Sizing Disks:recommend appropriate hardware
A typical Load test (utilizing a typical workload) on your test environment (representing a production model) results in raw performance data, this data could be utilized to uncover sizing information.
Disk sizing should characterize storage capacity of the disks and throughput required. storage capacity: This factor is influenced by the day to day increase in the storage volume as a function of business transactions (typical e.g. could be number of orders raised, number of users registered in a web site etc). In addition to the preceding factor, we also to need account for the redudancy levels (RAID levels; RAID1/RAID5/RAID10) which would be employed to arrive at the total storage volume required. Throughput: Analyzing raw data e.g. (NT perfmon counters) %Disk Time,Disk Transfers/sec,Disk writes/sec, Disk Reads/sec,Avg. Disk Bytes/sec, Avg. Disk Bytes/Write, Avg. Disk Bytes/Read, Avg. Disk Bytes/Transfer, we could gauge the amount of writes/sec and the data being transferred. Using the above data we could then estimate the minimum requried disk specification, utilizing the formula below. sequential IO seconds perIO=(transfer time)+(track-to-track seek time) + (avg.rotational latency) --->(1) random IO seconds per IO= (transfer time) + (random seek time)+(avg. rotational latency) ----> (2) IOPS=1/(seconds per IO) avg.rotational latency=Rotation permin/60*2). ---> (3) To explain the above i am sssuming a single disk with predominatly sequential IO, utilizations below 80%, zero queue length and a throughput of 80 IOPS,which leads to an average time of 12.5 ms to retrieve data. Using the formula (1) and ignoring the transfer time component to make our explanation simple (since it is a small component when compared with the other two). Lookup the manufactures performance specifications hard drive on the rotation per minute (use formula 3) and track to track seek time mentioned. Evaluate if we would achieve the the target IOPS. If a single disk drive is unable to satisfy the througput requirements then use a multiple drive (spindles), and stripe the data across the disks to achieve higher throughput.
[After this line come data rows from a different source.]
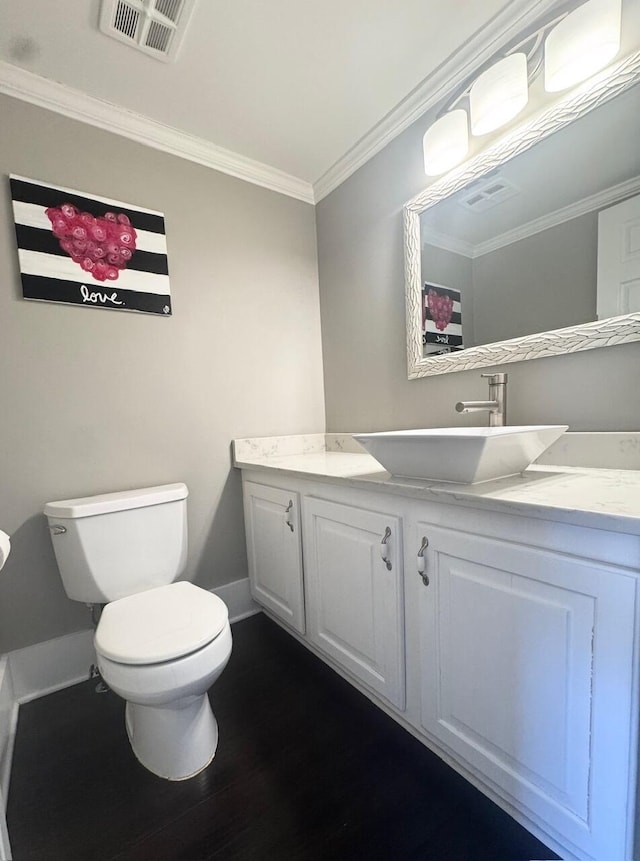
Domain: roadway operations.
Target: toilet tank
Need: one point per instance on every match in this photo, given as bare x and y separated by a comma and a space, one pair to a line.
118, 544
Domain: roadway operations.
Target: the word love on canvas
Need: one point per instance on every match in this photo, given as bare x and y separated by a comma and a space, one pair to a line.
81, 249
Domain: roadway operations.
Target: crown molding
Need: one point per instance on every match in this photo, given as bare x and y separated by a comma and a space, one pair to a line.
597, 201
28, 87
506, 25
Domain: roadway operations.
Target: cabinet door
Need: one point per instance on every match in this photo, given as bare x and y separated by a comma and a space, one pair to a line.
274, 551
526, 662
353, 571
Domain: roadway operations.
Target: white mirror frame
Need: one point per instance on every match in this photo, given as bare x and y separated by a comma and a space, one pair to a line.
586, 336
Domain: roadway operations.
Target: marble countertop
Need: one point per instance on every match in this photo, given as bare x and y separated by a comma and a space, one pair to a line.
598, 498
Some miscellaneous factors which indirectly influence throughput of the entire disk subsystem is the number of disks deployed. Different classes of storage requires different services, for instance if there is a database log file (sequential access) and the database data files (random access) on the same disk, this could result in increased disk contention thereby reducing the overall throughput.